Which are second only to the ylang-ylang and lavender vodka martini at Orient.
Springbok shank with a cranberry and sherry jus from Thyme Out.
Salad of endive, avocado, feta, orange and toasted sesame chicken strips fried in soy sauce with a lime vinaigrette from Addiction.
Port-soaked dried figs stuffed with camembert and baked in a honey sauce at Soulsa.
Chicken liver pate from Sides at 10 Bompas. It sounds ordinary but you've never tasted anything quite so rich and sophisticated.
The bar snacks at the Park Hyatt in Rosebank - only for the stuffed and marinated green olives. How do they do it? Man, they're tasty - and I normally only eat kalamata olives.
Chicken and sage bocconcini wrapped in parma ham, fried in butter and dressed in olive oil and balsamic from my very own kitchen (recipe by Gennaro).

Four sites I visit daily
Well, I suppose they mean websites.
PSGOnline - for stock prices
Equinox - for unit trust prices
Moneyweb - to see how wrong my more sensational competitors got it
That's it really. What a financial geek I am.
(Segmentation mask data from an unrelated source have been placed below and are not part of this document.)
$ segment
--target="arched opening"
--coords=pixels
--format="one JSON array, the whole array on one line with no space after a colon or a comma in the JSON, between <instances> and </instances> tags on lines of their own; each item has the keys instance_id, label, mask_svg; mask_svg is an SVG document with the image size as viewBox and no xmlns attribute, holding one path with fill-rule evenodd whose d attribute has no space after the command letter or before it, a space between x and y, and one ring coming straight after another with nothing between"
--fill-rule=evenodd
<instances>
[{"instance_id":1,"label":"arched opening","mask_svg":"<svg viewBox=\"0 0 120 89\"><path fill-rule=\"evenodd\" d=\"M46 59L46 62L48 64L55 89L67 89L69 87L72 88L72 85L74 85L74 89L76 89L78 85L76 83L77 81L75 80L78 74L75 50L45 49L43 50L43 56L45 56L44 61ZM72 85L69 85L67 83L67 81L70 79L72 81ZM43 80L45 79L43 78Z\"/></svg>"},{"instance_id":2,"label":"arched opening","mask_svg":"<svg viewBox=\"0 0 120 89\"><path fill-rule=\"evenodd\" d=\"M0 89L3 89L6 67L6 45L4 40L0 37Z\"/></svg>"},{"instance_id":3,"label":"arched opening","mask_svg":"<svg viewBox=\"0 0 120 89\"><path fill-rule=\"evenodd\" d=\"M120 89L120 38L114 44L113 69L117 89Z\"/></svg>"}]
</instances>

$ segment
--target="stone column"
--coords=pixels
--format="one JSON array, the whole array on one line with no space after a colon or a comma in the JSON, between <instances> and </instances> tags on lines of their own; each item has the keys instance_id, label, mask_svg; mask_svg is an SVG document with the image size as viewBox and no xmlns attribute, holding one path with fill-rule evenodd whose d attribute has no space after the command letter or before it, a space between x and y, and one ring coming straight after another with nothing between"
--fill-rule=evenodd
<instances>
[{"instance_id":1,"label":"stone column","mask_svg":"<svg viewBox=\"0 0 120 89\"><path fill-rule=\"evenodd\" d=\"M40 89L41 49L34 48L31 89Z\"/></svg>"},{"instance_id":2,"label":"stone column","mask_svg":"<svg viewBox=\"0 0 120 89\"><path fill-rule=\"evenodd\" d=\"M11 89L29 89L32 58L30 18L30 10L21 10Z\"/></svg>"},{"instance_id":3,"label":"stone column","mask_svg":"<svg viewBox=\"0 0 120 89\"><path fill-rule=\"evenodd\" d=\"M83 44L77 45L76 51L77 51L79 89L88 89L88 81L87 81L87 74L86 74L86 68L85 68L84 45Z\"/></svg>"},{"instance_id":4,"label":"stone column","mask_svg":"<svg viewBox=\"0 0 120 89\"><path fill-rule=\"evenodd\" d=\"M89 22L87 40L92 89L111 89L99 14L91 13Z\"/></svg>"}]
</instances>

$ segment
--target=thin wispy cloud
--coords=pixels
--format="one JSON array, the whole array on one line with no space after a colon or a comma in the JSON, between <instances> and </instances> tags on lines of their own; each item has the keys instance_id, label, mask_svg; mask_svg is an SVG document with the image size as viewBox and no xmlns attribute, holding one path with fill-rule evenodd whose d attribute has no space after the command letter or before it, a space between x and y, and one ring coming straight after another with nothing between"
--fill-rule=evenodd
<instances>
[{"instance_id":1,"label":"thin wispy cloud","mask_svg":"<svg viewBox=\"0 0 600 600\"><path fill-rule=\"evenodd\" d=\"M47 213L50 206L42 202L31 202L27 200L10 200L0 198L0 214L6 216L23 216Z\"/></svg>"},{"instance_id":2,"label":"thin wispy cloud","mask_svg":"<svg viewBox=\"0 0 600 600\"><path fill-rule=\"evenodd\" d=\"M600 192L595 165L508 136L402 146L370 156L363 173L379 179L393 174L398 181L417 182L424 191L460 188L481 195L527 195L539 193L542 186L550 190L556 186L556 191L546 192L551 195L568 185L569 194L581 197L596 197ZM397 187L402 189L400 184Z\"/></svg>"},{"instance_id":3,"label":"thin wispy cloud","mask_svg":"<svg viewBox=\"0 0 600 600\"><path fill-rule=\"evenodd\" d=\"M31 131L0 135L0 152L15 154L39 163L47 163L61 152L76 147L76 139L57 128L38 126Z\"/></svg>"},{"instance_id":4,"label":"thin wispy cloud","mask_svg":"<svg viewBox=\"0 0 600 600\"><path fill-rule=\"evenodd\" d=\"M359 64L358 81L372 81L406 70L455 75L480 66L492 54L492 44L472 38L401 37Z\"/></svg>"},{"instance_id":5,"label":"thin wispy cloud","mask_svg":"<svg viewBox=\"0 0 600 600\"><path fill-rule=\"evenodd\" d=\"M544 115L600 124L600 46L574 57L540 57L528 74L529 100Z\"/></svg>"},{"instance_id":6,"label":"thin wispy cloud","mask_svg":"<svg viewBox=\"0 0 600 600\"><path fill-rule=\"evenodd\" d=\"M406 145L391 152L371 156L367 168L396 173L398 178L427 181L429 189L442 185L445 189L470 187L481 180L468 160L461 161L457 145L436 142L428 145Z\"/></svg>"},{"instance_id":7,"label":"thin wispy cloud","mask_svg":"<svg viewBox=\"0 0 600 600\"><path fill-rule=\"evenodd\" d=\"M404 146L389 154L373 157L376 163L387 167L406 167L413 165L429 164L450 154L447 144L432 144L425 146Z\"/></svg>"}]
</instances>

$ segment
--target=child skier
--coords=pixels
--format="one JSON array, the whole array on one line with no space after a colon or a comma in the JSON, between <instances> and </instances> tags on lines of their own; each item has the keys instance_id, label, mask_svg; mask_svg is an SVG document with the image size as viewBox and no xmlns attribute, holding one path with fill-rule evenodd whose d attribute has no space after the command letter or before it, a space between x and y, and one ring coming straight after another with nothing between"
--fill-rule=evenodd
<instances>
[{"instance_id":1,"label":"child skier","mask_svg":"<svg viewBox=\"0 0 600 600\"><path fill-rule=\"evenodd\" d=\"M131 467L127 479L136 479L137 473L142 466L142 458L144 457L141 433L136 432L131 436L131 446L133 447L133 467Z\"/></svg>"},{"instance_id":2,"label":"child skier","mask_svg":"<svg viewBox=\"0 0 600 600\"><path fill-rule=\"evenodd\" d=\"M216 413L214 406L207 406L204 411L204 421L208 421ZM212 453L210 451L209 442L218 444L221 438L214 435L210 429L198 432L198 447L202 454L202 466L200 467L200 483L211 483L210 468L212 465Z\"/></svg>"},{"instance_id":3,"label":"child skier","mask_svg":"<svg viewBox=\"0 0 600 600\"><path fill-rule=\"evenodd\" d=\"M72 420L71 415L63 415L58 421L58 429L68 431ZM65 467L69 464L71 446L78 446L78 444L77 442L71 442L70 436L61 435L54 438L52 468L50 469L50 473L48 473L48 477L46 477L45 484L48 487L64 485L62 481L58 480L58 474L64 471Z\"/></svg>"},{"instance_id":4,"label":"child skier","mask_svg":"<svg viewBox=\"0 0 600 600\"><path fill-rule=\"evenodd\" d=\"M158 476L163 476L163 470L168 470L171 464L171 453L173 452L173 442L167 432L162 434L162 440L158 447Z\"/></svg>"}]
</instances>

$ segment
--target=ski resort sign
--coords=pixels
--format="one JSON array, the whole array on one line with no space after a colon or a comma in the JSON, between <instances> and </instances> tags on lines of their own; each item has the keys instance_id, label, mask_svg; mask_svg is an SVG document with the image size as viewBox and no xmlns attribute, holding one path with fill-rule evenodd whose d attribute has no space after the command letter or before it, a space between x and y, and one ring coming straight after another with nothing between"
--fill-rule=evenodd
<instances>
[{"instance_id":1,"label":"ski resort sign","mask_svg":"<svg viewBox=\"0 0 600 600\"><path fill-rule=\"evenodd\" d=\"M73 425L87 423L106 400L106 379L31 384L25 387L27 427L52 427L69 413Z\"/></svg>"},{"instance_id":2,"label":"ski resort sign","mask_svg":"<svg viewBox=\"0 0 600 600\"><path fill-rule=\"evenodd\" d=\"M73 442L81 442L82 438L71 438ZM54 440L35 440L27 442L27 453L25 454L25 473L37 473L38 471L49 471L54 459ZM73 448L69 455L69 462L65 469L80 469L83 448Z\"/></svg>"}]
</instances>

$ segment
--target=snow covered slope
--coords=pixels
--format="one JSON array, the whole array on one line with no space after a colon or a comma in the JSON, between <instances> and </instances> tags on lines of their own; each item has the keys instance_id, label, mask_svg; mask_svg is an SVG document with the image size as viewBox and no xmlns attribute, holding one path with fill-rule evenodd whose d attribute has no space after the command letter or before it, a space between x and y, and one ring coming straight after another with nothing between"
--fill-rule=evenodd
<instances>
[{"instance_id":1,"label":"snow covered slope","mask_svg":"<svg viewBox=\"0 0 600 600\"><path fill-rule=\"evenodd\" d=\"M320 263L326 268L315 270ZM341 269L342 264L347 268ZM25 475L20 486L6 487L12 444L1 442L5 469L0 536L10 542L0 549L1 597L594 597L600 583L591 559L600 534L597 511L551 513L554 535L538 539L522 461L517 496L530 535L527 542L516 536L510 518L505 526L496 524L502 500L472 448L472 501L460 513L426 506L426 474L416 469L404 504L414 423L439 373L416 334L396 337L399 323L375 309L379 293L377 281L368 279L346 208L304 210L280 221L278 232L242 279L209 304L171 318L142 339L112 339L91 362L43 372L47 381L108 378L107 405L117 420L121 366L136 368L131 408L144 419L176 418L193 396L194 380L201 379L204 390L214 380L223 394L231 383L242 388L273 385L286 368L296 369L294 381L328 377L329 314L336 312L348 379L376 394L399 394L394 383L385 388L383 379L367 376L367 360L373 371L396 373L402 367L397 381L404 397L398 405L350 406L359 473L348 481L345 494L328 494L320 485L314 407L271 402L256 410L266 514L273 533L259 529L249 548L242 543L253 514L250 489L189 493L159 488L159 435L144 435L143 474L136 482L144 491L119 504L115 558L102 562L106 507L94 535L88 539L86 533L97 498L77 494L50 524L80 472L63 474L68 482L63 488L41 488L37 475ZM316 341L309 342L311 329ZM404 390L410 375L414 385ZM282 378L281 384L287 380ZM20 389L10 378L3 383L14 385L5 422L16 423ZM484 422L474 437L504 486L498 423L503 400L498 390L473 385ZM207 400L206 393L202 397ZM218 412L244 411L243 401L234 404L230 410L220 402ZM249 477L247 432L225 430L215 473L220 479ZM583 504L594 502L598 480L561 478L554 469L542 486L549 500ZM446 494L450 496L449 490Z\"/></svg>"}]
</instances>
Four (more) places I would rather be right now
At home - it's a holiday for Christ's sake. (For those who overlook the importance of punctuation, I mean this literally. It's Good Friday.)
In my boyfriend's bed, hopefully with him, and tanked full of shiraz. Only we don't know if he's my boyfriend or not, since he has issues. Well, I know what I want, and have said so, but what can you do with Aquarian men?
In Venice. Anywhere in Venice would do.
In this little spot in Delta Park where there is a thicket of huge old cottonwood trees, which always reminds me of a certain section in The Hobbit.
But if there was one place to pick, I'd like to be in my fabulous new house with the renovations already done and the arbour already planted and with fab guests wafting through, admiring my taste and being secretly jealous that I've managed to do all this and have a lovely boyfriend too. (See? Power of positive thought will make it happen. All your good vibes are welcome, reader.)

I ain't tagging no bloggers, coz I ain't got no one else to tag. Most of the people whose lives I like to be up to date with are still old-fashioned enough to phone me and tell me things, rather than blogging about it.